Post-Downtown: “I think inner-city youth cannot control the environment they were born in and thus have to face many hardships that suburban youth never see. I think inner-city youth may need an extra push in the right direction sometimes because their environment is so harsh. I don’t think that all inner-city families are abusive or consist of one parent, however, there are definitely more problems in the inner city that could put stress on familial relations. I think most inner-city youth are talented and can contribute greatly to society.”
A key aim of our work is to stimulate advocacy efforts on behalf of children. A very broad sense of advocacy is promoted, including such actions as interacting one-on-one with youth, registering concern about a youth issue with a local leader or state politician, serving as a youth advocate, or committing to advance a cause through activism or community leadership. One student explained:
“This course opened my eyes to the prevailing situations that affect today’s youth. [It] helped me to see the many organizations that are in place and are out there fighting to save today’s youth. It also opened my eyes to the limitations of such programs due to a lack of funding or people to join in on the work in progress. I’ve come to understand that every little bit helps. I can make a difference.”
Another student’s reflection at the end of her TYCRC experience:
“I shocked myself to the ultimate when I took control of things that I never thought I was good at. Being put under pressure, knowing that what I have done will help real people, made me work 1,000 times harder than I ever have.

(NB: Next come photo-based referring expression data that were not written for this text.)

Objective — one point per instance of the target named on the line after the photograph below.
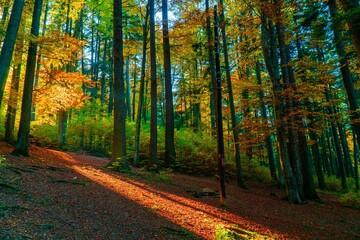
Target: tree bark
(218, 105)
(345, 70)
(142, 89)
(240, 178)
(210, 48)
(128, 91)
(14, 94)
(9, 43)
(153, 92)
(22, 145)
(118, 157)
(170, 153)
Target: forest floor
(62, 195)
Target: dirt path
(58, 195)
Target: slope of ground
(59, 195)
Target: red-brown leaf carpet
(62, 195)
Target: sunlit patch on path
(199, 218)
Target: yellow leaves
(59, 90)
(59, 50)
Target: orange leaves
(61, 90)
(59, 50)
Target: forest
(239, 91)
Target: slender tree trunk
(351, 6)
(104, 71)
(338, 150)
(127, 74)
(14, 94)
(118, 156)
(22, 145)
(240, 178)
(62, 126)
(271, 61)
(9, 43)
(210, 48)
(134, 90)
(356, 165)
(268, 141)
(170, 153)
(153, 92)
(345, 70)
(219, 123)
(141, 92)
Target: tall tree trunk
(210, 48)
(9, 43)
(345, 70)
(142, 89)
(339, 153)
(104, 71)
(62, 126)
(134, 90)
(127, 74)
(22, 145)
(271, 61)
(268, 140)
(218, 105)
(118, 156)
(14, 94)
(170, 153)
(38, 63)
(356, 165)
(351, 6)
(234, 125)
(153, 92)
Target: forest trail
(61, 195)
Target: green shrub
(351, 199)
(44, 134)
(254, 171)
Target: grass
(234, 232)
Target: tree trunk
(22, 145)
(9, 43)
(356, 165)
(127, 74)
(234, 125)
(62, 126)
(38, 63)
(134, 91)
(271, 61)
(350, 7)
(218, 105)
(153, 92)
(118, 157)
(13, 100)
(268, 141)
(345, 70)
(210, 48)
(170, 153)
(141, 92)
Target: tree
(22, 145)
(170, 153)
(9, 43)
(142, 89)
(218, 105)
(118, 156)
(234, 125)
(153, 87)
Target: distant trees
(23, 138)
(119, 136)
(289, 96)
(9, 43)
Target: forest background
(268, 89)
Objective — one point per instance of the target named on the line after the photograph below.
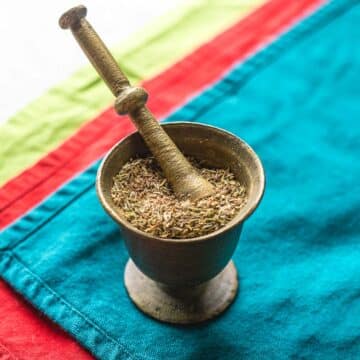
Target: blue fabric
(297, 104)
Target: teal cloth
(297, 104)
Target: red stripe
(170, 89)
(27, 334)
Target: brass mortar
(184, 280)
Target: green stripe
(49, 120)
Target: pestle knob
(185, 180)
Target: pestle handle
(184, 179)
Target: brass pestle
(131, 100)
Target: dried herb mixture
(148, 202)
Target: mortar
(184, 280)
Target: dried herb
(146, 200)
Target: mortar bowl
(184, 280)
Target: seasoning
(147, 201)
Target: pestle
(184, 179)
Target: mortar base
(181, 305)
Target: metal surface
(184, 263)
(182, 305)
(184, 179)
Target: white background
(36, 53)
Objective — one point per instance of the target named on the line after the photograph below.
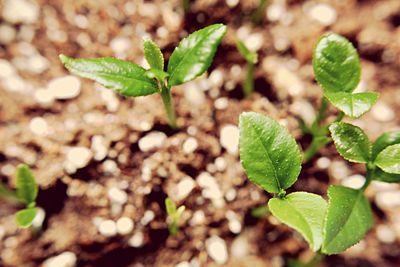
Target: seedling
(337, 70)
(251, 59)
(272, 160)
(25, 194)
(190, 59)
(174, 215)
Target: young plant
(174, 215)
(337, 70)
(190, 59)
(25, 194)
(272, 160)
(251, 59)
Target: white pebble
(323, 13)
(124, 225)
(20, 11)
(190, 145)
(38, 126)
(65, 259)
(229, 138)
(152, 140)
(217, 250)
(108, 228)
(66, 87)
(79, 157)
(355, 181)
(117, 196)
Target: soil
(76, 202)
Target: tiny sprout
(190, 59)
(174, 214)
(25, 194)
(337, 70)
(272, 160)
(251, 59)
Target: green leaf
(153, 55)
(389, 159)
(351, 142)
(336, 64)
(353, 105)
(383, 141)
(304, 212)
(269, 154)
(124, 77)
(380, 175)
(348, 219)
(170, 206)
(194, 54)
(27, 188)
(250, 57)
(25, 217)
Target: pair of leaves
(353, 144)
(189, 60)
(337, 69)
(272, 160)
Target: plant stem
(168, 106)
(248, 86)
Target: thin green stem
(168, 106)
(248, 86)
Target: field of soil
(105, 163)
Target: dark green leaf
(27, 188)
(380, 175)
(304, 212)
(383, 141)
(194, 54)
(336, 64)
(153, 55)
(250, 57)
(353, 105)
(269, 154)
(24, 218)
(348, 219)
(389, 159)
(351, 142)
(124, 77)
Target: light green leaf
(124, 77)
(250, 56)
(170, 206)
(348, 219)
(389, 159)
(25, 217)
(194, 54)
(336, 64)
(153, 55)
(383, 141)
(27, 188)
(268, 153)
(353, 105)
(305, 212)
(351, 142)
(380, 175)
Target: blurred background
(105, 163)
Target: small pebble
(39, 126)
(229, 138)
(108, 228)
(65, 259)
(124, 225)
(217, 250)
(117, 196)
(152, 140)
(190, 145)
(66, 87)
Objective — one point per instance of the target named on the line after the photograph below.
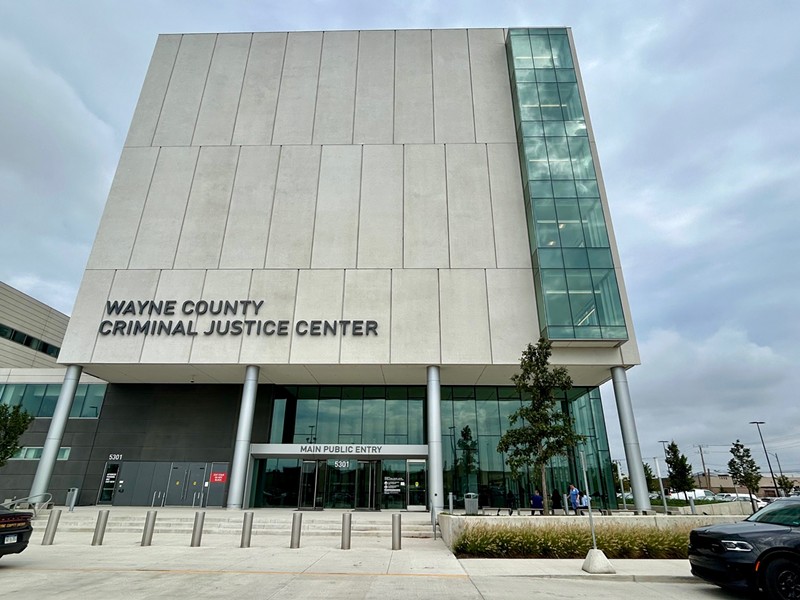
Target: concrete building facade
(321, 257)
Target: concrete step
(170, 521)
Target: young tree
(13, 423)
(785, 484)
(469, 450)
(744, 470)
(652, 482)
(679, 470)
(540, 430)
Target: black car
(15, 531)
(761, 552)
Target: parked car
(761, 552)
(15, 530)
(695, 494)
(759, 502)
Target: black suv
(761, 552)
(15, 531)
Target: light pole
(621, 484)
(452, 430)
(758, 425)
(780, 470)
(664, 445)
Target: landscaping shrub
(570, 541)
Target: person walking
(555, 500)
(511, 502)
(573, 498)
(537, 503)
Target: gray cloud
(694, 106)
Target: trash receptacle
(471, 503)
(72, 498)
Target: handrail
(42, 500)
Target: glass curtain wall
(40, 399)
(473, 419)
(576, 286)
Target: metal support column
(435, 473)
(44, 471)
(630, 439)
(241, 451)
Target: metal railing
(34, 503)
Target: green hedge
(570, 541)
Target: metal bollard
(197, 530)
(100, 528)
(247, 530)
(50, 530)
(297, 523)
(396, 531)
(149, 526)
(347, 519)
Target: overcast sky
(696, 111)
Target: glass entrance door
(416, 485)
(367, 476)
(312, 482)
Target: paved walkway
(423, 568)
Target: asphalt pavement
(71, 568)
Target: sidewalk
(423, 568)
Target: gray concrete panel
(374, 116)
(182, 102)
(148, 108)
(367, 295)
(175, 349)
(452, 88)
(222, 91)
(425, 208)
(380, 232)
(117, 232)
(415, 320)
(128, 285)
(84, 321)
(336, 219)
(465, 316)
(278, 291)
(469, 207)
(512, 313)
(216, 342)
(292, 226)
(491, 91)
(333, 121)
(162, 219)
(319, 296)
(207, 210)
(508, 207)
(294, 118)
(262, 80)
(247, 229)
(413, 90)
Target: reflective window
(40, 399)
(577, 292)
(31, 342)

It made what I was doing worthwhile. When given a chance to do CBR and to work in the community, your whole world view is readjusted and renewed. It has impacted my future because now I know what I am capable of and what is important to me—to the world.”
All community partner participants were asked four times during the program to respond to reflective prompts about “the experience of being in a class that is a mix of college students and community members.” Responses were overwhelmingly positive.
One community participant commented:
“I think that this is a great combination because you get to know all aspects and views of the community and create ties and relationships/friendships with many that you wouldn’t otherwise communicate on any level. I have no problem working or being a part of a group that has students and community members. It makes me feel knowledgeable to the students.”
Recommendations
This course has demonstrated the value of college students’ collaboration with community partners to identify issues and needs of inner city communities. Building competency skills for working with, and behalf of, inner city youth and their families is the key to our approach. We have learned that this partnership is most effective when students are provided the resources and space to fully understand the cultural context(s) in which they are working. Adults, participants, and potential university partners supporting youth media should make time, resources and space to reflect on inner city and race-related issues to make their partnerships with youth that much stronger.
Petula Clark foreshadowed this magic in her prescient Downtown lyrics: “Just listen to the music of the traffic in the city; Linger on the sidewalk where the neon signs are pretty. How can you lose? … Downtown—you’re gonna be all right now.”


An academic example of anti-racist approaches for inner-city teen empowerment that youth media professionals can learn from.